Hope now it's clear.

[zimmerle]

Hi @airween,

I don't think there is a misunderstanding from my side, let me put in a different way -

The reason it matches is the fact that there is a naming convention on version 3 which allow the user to navigate/select an element of the JSON using its keys names.

SecRule ...ARGS:json.profile.array_0... "test" "id:0,log"

If you think there is a problem in that structure, we will be pleased to consider a change. For that, I would recommend a new issue and the technical reasons that motivate the change. Before open any new issue, please consider seeing the past discussion on this subject here on GitHub.

Other than that, ARGS_NAMES:json.profile.array_0 does not look like a lfi; Therefore it seems to me like a rule issue. I would suggest a chained rule to that one, or better payloads on the lfi data file. profile in a very common word. Thus I am closing this issue.

If the doubt was not yet mitigated, please consider to re-open the issue.

[airween]

Hi @zimmerle,

of course, you (and me too) understand the reason, why matches this pattern in the given example.

I'm talking about the effect (users don't know the reason, there isn't any documentation - except this issue), the possible solution, and about my opinion, which is I can't agree that there are some words (one or more - it doesn't matter) what user can't use in rule.

Other than that, ARGS_NAMES:json.profile.array_0 does not look like a lfi;

Correct - but the subpart of this pattern is look like a lfi.

Therefore it seems to me like a rule issue. I would suggest a chained rule to that one, or better payloads on the lfi data file.

It sounds like a possible solution :)

profile in a very common word

Sorry, I can't agree this opinion - I think any engine has to work without any word dependency, except the used keywords.

There can't be that like common word.

For eg. in HTTP protocol, the Cookie is a reserved word for a header name, and obviously the engine has to recognize it. But IMHO there can't be an expression in this terminology, like common word.

I think we can use an another possible solution, but may be it's a bit complex. There is the naming convention as you described above, which is nearly constant. It's a transformation for the whole payload. What do you think about if we make a reverse transformation for the transformed payload, if the CT header is application/json, and the case of pattern-matching-like operators (@rx, @beginsWith, @endsWith, @contains, ...) we applied the re-transformed value? Whit this solution, the engine would independent from any pattern. Or we don't need to make the reverse transformation, enough to store the original value, and apply it for the operators in the case.

Any idea?

[zimmerle]

@airween there is no limitation in the word naming from the engine. The word profile came from to different places: the rule and the client's payload (json).

[airween]

Yes, but the rule and the client's payload patterns are not equals: the rule pattern is wider than the payload.

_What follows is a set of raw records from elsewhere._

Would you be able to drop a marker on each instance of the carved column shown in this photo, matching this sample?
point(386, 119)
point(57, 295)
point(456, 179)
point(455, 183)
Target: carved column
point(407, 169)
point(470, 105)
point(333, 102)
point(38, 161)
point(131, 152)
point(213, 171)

Therefore there shouldn't match the payload with the rule pattern.

So far it's because the engine used that word too.

What you wrote about the chaining rule can be a solution. But what do you think about my idea?

[zimmerle]

@airween what is the problem that you are trying to solve?

[airween]

Consider a SecRule with this operator and an argument:

@rx \.ANYWORD

and imagine that you send a request with application/json content-type, and your json payload contains a key with name 'ANYWORD' - not '.ANYWORD', just 'ANYWORD', without dot.

From the point of users view, you can really agree that this request has to match with the given rule?

You can say, that this isn't a bug because the reason is the engine works that way - but again: from the point of users view it's an abnormal operation until we give a satisfactory answer.

But here is the another aspect of this problem: could you help to the user, how can he solve this situation?

Consider the user wants to catch the request which contains the pattern \.profile (the dot is not a metachar), but he wants to use a key with name profile. What's your solution?